Results and Discussion

Slope gradient ranged from 4.4° to 31.6° with a mean ± SD of 15.1° ± 6.1°. Pennisetum ciliare cover ranged from 12% to 90% with a mean ± SD of 38.9% ± 19.1% and density ranged from 1.7 to 9.1 plants m−2 with a mean ± SD of 3.8 ± 1.5 plants m−2. Shrub cover ranged from 0% to 40% with a mean ± SD of 18.5% ± 12.1%.

Aspect, slope gradient, and the aspect by slope gradient interaction were all included in the best model for P. ciliare cover (F(7, 25) = 1.86, P < 0.119, adjusted R2 = 0.159). Transect was not included as a random effect in the best model for P. ciliare cover. Aspect, slope gradient, and the aspect by slope gradient interaction had no relationship with P. ciliare cover (P = 0.25, P = 0.77, and P = 0.23, respectively; Figure 1A and C; Table 1). Aspect, slope gradient, and the aspect by slope gradient interaction were not included in the best model for P. ciliare density, which included transect as a random effect (P < 0.001; Figure 1B and D). Transect accounted for 40% of the random-effects variance; the remaining 60% of the random-effects variance was accounted for by within-transect variation.

Table 1. Pennisetum ciliare percent cover, density (plants m−2), live culms per plant, and reproductive culms per plant (mean ± SE) for each aspect.

Figure 1. Mean Pennisetum ciliare percent cover by aspect (A) and in response to slope gradient (C). Pennisetum ciliare density (plants m−2) by aspect (B) and in response to slope gradient (D). Error bars represent SE. Gray shading represents the 95% confidence interval of the best-fit regression line.

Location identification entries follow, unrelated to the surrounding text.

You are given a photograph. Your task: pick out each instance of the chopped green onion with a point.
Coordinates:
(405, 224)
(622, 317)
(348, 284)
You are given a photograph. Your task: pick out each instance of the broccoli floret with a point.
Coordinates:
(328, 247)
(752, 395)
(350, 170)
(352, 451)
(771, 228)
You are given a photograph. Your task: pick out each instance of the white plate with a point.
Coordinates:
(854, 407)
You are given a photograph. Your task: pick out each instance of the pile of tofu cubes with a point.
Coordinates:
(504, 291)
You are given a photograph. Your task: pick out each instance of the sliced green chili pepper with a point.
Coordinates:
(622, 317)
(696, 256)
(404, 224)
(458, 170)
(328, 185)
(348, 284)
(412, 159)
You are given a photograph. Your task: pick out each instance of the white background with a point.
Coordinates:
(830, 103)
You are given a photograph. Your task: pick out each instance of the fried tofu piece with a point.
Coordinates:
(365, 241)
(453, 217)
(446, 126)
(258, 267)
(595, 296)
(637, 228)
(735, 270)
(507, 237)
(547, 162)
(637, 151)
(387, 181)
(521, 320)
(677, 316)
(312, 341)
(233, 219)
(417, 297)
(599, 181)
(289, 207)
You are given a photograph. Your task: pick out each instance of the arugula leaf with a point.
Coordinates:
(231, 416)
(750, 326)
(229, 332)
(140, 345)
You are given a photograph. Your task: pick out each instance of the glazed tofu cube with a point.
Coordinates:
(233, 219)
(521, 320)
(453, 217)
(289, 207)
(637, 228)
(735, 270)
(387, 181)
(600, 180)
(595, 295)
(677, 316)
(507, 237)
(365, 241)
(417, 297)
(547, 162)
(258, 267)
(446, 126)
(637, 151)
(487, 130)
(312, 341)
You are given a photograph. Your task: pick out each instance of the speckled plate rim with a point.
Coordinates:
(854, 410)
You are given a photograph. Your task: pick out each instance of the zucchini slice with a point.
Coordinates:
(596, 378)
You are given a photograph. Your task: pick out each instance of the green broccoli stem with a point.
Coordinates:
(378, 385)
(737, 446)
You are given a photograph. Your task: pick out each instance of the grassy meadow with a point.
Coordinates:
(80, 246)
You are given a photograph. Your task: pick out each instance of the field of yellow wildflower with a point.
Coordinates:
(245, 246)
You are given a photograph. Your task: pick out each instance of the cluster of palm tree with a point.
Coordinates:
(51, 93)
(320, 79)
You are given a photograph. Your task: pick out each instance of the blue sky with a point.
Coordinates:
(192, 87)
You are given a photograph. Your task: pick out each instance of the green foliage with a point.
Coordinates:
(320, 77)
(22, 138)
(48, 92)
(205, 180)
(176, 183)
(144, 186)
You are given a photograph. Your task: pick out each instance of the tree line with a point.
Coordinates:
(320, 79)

Aspect, slope gradient, P. ciliare cover, P. ciliare density, shrub cover, aspect by slope gradient, aspect by P. ciliare cover, aspect by P. ciliare density, and aspect by shrub cover were included in the best model for number of live culms per plant (P < 0.001, pseudo-R2 = 0.75). Transect was not included as a random effect in the best-fit model for number of live culms per plant. Pennisetum ciliare plants on south-facing aspects had the highest number of live culms (P < 0.001; Figure 2A; Table 1). Pennisetum ciliare plants on north- and west-facing aspects had fewer live culms than those on east-facing aspects (P = 0.003 and P < 0.001, respectively; Figure 2A; Table 1). Slope gradient alone had a slightly negative relationship with number of live culms per plant (P = 0.001; Figure 2D). There were significant slope gradient by aspect interactions. Slope gradient had a significant negative relationship with number of live culms per plant on north-, south-, and west-facing aspects when compared with east-facing aspects (P < 0.001; Figure 2B). Pennisetum ciliare cover had a positive relationship with number of live culms per plant on north-, south-, and west-facing aspects, but a negative relationship with number of live culms per plant on east-facing aspects (P < 0.001; Figure 2C). Pennisetum ciliare density had an overall negative relationship with number of live culms per plant (P < 0.01; Figure 2D). It had a positive relationship with number of live culms per plant on south-facing aspects, but a negative relationship with number of live culms per plant on north-, east-, and west-facing aspects (P < 0.01 and P < 0.01, respectively; Figure 2D). Neither shrub cover nor aspect by shrub cover interactions had a significant relationship with total live culms per plant (P = 0.61 and P = 0.20, respectively; Figure 2E).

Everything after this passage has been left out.